Aktuelles / Donnerstag, 5.November.2015

NRW hat bislang 7.400 unbegleitete jugendliche Asylbewerber aufgenommen

Gestern erläuterte die NRW-Familienministerin Christina Kampmann (SPD) ganz erfreut, dass derzeit rund 7.400 unbegleitete Kinder und Jugendliche in NRW um Aufnahme gebeten hätten.

Allein in Dortmund sind es 1.100 Betroffene, in Köln 900, in Aachen 600 und jeweils 300 in Düsseldorf und Wuppertal. Nunmehr müssen alle 186 Jugendämter in NRW ab sofort unbegleitete jugendliche Asylbewerber aufnehmen. Die Aufnahmequote soll sich nach der jeweiligen Einwohnerzahl im Jugendamtsbezirk richten.

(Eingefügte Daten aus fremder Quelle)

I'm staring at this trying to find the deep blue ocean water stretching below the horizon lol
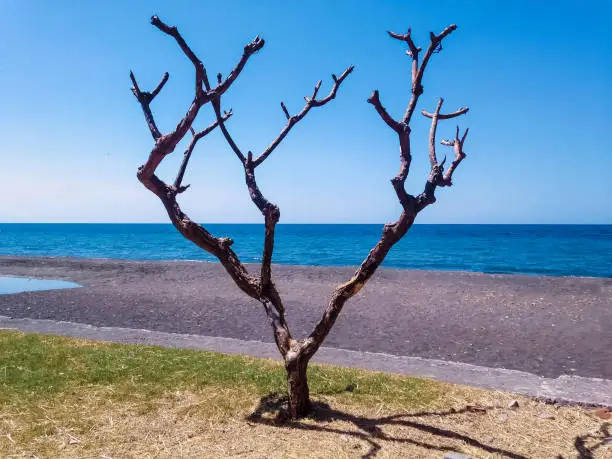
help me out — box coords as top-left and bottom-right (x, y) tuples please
(0, 223), (612, 277)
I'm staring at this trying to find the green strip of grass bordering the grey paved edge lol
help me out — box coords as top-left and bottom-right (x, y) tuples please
(0, 331), (442, 407)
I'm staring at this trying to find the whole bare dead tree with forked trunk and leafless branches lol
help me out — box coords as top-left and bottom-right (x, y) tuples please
(130, 16), (468, 418)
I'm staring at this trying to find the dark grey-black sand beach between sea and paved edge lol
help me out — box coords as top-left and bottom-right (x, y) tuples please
(0, 257), (612, 379)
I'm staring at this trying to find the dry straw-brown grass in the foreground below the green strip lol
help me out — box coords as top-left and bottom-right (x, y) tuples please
(0, 386), (612, 458)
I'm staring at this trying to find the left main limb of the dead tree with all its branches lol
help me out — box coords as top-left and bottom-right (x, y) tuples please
(130, 16), (353, 364)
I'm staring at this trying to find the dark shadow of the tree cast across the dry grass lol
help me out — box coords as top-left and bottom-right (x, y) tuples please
(247, 393), (526, 459)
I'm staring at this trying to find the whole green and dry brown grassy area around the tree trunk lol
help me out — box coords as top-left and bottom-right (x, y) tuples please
(0, 331), (610, 458)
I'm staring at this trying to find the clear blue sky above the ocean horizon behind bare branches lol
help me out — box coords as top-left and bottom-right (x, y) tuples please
(0, 0), (612, 223)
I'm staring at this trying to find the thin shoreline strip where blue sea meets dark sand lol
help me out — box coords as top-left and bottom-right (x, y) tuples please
(0, 254), (612, 280)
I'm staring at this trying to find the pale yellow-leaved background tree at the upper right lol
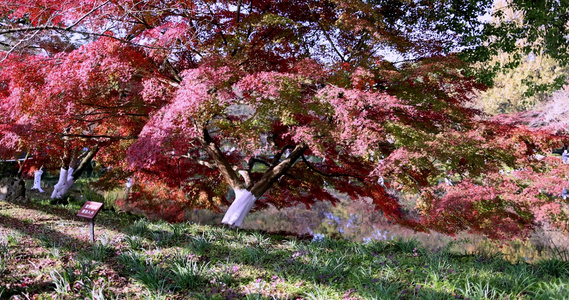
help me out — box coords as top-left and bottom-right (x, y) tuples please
(476, 1), (569, 115)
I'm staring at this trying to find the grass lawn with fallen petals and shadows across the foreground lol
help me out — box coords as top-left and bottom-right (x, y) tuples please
(0, 193), (569, 299)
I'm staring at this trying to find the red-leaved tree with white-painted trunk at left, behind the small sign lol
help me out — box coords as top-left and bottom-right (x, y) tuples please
(0, 39), (156, 198)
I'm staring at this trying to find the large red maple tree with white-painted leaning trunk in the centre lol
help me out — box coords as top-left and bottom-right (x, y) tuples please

Das Gros der Unbegleiteten ist zwischen 16 und 18 Jahre alt, stark vertreten ist aber auch die Gruppe der 14- bis 15-Jährigen. Ein Hauptherkunftsland ist Eritrea. Das Land erstattet den Jugendämtern sämtliche Kosten für die Versorgung der jungen Asylbewerber.

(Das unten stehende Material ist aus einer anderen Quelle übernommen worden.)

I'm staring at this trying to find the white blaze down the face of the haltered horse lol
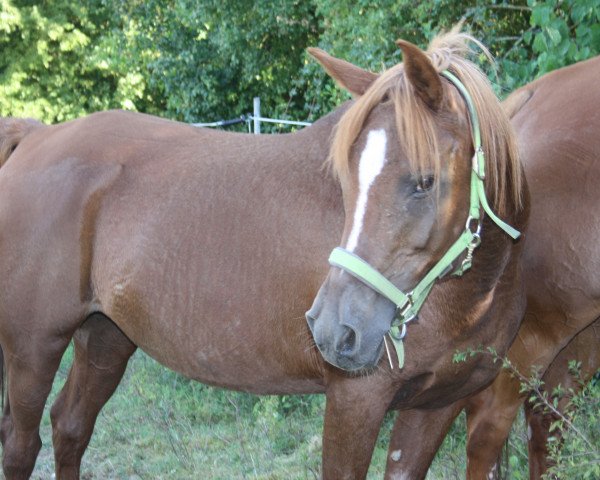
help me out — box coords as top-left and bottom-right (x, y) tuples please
(346, 130), (387, 252)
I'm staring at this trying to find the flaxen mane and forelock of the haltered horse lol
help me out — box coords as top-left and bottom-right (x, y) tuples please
(328, 25), (523, 215)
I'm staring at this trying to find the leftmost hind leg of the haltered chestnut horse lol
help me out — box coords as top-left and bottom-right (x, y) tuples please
(0, 331), (71, 480)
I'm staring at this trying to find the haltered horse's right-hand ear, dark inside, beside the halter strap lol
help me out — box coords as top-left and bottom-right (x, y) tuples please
(396, 40), (444, 111)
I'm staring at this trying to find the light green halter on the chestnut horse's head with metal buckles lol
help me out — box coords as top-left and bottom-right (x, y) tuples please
(329, 70), (521, 368)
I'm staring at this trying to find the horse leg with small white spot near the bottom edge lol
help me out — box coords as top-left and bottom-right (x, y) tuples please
(385, 401), (464, 480)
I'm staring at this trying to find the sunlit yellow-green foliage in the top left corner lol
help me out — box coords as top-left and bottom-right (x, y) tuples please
(0, 0), (144, 122)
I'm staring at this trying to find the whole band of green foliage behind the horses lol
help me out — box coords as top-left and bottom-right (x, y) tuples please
(0, 0), (600, 122)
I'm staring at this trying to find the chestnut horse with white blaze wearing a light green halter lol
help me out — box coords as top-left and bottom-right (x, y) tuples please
(0, 31), (529, 480)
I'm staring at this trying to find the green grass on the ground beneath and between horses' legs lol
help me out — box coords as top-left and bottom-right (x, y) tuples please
(23, 349), (600, 480)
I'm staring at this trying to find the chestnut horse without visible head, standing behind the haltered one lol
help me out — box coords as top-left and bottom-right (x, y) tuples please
(387, 57), (600, 479)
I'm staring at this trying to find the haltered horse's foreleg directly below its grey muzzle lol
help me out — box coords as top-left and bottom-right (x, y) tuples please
(323, 373), (394, 480)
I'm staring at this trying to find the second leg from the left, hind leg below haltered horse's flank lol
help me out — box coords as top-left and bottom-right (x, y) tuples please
(50, 314), (136, 480)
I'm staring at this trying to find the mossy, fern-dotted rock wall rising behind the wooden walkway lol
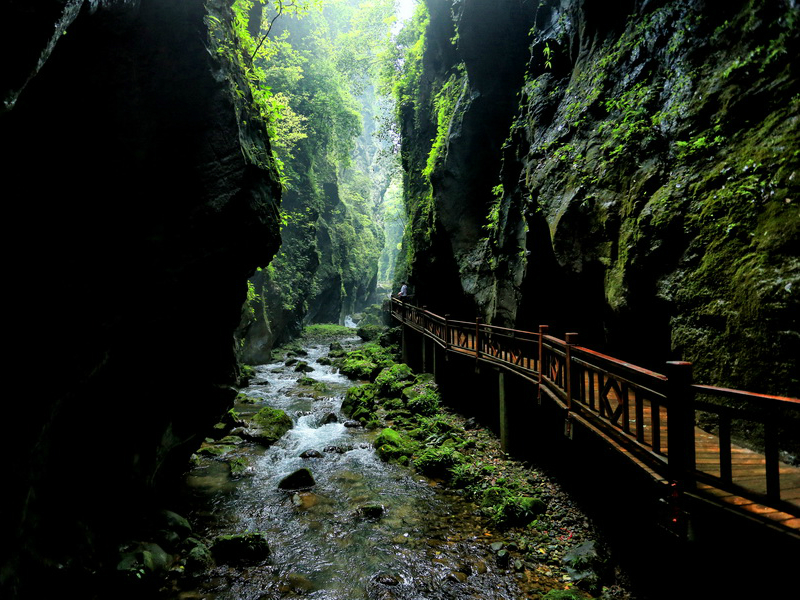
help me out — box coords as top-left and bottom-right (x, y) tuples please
(400, 0), (800, 396)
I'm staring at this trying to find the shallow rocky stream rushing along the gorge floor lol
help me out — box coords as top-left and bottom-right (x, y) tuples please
(177, 338), (524, 600)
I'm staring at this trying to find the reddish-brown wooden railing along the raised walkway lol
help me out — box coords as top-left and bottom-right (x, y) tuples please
(392, 299), (800, 516)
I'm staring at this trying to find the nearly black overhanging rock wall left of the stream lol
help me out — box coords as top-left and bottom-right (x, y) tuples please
(0, 0), (279, 597)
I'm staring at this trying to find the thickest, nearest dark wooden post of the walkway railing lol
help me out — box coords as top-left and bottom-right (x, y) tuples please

Außerdem sollen die Jugendämter eine Pauschale für Verwaltungsaufwendungen in Höhe von 3.100 Euro pro Jahr und Fall bekommen. Es kommen also weitere immense Zahlungen auf die nordrhein-westfälischen Steuerzahler zu.

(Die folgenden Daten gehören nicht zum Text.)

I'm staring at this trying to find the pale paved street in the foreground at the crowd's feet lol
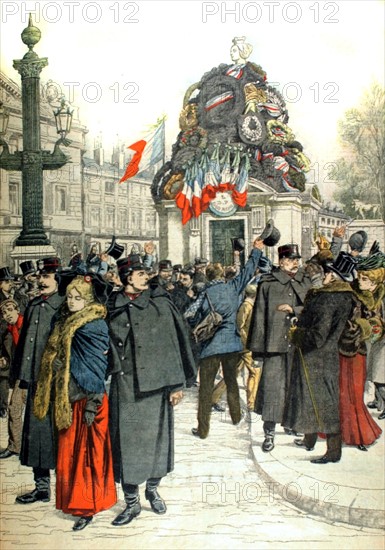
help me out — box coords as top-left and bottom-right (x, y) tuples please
(0, 388), (385, 550)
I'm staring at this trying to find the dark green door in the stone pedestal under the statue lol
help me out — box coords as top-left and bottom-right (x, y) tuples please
(210, 220), (245, 265)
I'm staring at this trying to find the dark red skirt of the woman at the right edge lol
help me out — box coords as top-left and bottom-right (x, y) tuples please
(340, 353), (382, 445)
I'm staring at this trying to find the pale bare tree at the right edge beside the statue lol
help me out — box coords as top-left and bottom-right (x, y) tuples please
(332, 83), (385, 221)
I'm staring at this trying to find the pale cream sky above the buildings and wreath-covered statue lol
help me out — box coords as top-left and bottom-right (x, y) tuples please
(0, 0), (385, 203)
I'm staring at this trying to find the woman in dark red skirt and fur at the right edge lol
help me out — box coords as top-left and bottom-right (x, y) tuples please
(340, 268), (385, 451)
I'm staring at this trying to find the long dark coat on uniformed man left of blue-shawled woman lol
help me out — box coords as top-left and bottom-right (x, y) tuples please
(14, 293), (64, 469)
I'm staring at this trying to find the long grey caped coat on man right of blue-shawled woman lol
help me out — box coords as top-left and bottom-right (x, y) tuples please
(107, 287), (196, 485)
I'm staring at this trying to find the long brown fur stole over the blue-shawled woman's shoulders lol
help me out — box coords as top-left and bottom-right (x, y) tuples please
(33, 303), (107, 430)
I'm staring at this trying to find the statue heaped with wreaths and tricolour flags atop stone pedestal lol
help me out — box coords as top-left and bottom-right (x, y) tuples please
(152, 37), (310, 223)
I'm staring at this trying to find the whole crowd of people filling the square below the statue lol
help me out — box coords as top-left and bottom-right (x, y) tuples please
(0, 227), (385, 530)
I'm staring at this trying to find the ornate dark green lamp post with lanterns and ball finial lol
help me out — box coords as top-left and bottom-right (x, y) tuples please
(0, 15), (72, 255)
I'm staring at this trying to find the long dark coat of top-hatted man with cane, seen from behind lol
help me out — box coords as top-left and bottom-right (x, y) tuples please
(284, 281), (354, 434)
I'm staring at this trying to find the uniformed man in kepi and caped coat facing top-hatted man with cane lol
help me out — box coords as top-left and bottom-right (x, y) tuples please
(247, 243), (311, 452)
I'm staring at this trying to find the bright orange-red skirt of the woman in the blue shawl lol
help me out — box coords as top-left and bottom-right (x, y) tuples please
(56, 394), (116, 516)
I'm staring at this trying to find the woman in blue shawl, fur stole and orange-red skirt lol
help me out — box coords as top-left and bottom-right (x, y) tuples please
(34, 273), (116, 531)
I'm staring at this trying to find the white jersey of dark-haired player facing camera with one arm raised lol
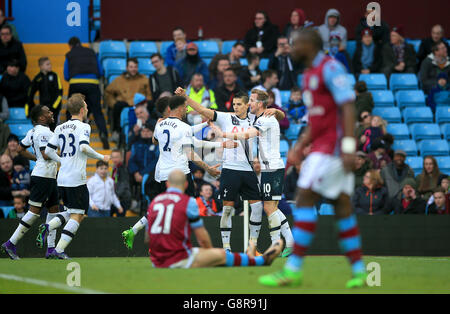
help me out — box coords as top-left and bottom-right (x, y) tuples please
(214, 111), (254, 171)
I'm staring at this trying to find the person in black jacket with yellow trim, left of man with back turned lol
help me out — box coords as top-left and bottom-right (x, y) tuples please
(25, 57), (63, 130)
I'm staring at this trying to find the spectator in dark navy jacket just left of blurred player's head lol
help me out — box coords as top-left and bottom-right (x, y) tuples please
(269, 36), (299, 90)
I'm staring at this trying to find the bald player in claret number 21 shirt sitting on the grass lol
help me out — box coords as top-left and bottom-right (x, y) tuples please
(147, 170), (283, 268)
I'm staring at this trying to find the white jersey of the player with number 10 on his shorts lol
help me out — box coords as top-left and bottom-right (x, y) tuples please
(253, 116), (284, 171)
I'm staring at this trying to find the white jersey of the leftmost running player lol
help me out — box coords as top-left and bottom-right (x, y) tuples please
(21, 124), (58, 179)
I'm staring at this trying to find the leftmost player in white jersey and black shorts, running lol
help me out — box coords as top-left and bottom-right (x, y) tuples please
(2, 105), (62, 260)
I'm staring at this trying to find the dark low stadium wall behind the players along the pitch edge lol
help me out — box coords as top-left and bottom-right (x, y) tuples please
(0, 216), (450, 258)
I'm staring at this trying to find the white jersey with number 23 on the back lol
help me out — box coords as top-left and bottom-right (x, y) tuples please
(48, 119), (91, 187)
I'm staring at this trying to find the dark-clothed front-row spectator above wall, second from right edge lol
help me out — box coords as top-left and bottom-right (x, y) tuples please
(389, 178), (427, 215)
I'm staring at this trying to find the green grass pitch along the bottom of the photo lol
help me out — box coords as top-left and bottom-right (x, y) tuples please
(0, 256), (450, 294)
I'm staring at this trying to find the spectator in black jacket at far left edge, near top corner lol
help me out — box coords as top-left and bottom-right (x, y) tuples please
(0, 24), (27, 73)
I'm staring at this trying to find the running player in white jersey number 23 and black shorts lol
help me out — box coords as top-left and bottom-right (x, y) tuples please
(38, 94), (110, 259)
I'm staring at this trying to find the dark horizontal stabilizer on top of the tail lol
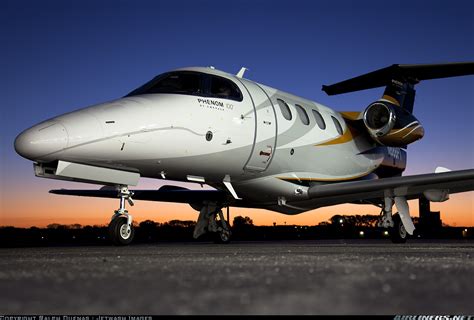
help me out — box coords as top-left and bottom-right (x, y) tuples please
(322, 62), (474, 96)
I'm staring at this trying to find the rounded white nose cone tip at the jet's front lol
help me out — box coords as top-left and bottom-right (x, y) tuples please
(15, 121), (68, 160)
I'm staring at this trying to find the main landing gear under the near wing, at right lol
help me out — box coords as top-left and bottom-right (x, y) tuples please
(377, 197), (415, 243)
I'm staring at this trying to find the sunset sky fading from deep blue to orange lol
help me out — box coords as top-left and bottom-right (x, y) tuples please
(0, 0), (474, 227)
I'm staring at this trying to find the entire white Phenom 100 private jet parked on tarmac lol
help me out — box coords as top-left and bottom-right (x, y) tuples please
(14, 62), (474, 245)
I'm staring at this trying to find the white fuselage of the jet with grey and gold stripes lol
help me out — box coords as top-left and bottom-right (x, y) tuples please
(16, 68), (396, 213)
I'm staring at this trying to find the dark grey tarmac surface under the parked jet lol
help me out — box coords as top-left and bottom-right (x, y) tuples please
(0, 240), (474, 315)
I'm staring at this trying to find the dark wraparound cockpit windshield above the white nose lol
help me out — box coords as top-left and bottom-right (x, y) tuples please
(127, 71), (243, 101)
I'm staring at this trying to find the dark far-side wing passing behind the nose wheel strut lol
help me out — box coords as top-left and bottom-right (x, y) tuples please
(49, 186), (227, 203)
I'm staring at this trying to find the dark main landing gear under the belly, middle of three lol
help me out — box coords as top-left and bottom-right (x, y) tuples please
(193, 203), (231, 243)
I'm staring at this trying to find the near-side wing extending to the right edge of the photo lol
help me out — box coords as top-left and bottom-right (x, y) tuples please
(308, 169), (474, 206)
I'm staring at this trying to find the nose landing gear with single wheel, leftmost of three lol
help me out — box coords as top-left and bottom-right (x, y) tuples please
(109, 186), (135, 246)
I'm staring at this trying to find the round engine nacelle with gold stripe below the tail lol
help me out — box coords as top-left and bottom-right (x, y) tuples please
(363, 100), (425, 147)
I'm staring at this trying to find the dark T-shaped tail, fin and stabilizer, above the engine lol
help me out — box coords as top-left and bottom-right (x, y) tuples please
(322, 62), (474, 113)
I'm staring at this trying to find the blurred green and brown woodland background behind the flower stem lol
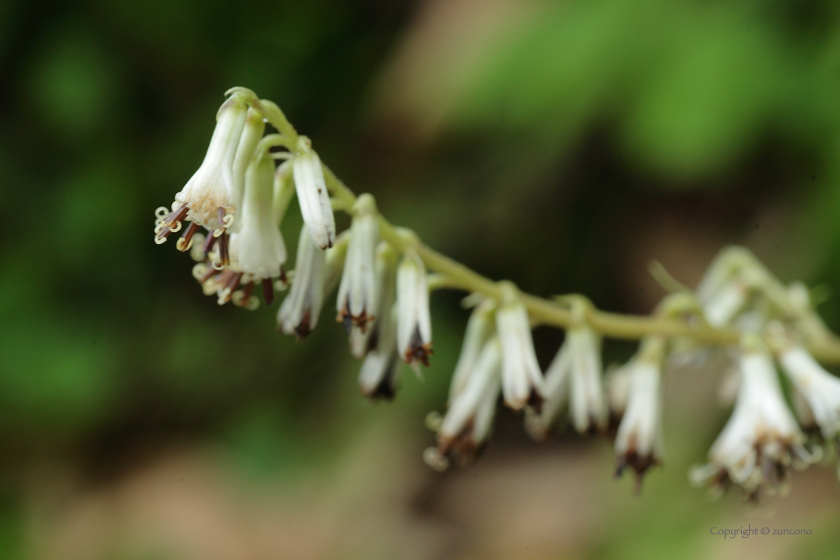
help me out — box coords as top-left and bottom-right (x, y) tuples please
(0, 0), (840, 560)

Die Jugendämter können sich aufgrund des Asyl-Tsunamis kaum mehr um einheimische Jugendliche aus sozial schwachen Familien kümmern. Dies ist offenbar der Preis für unsere von den Altparteien verordnete grenzenlose Willkommenskultur.

Der Steuerzahler wird es schon irgendwie richten!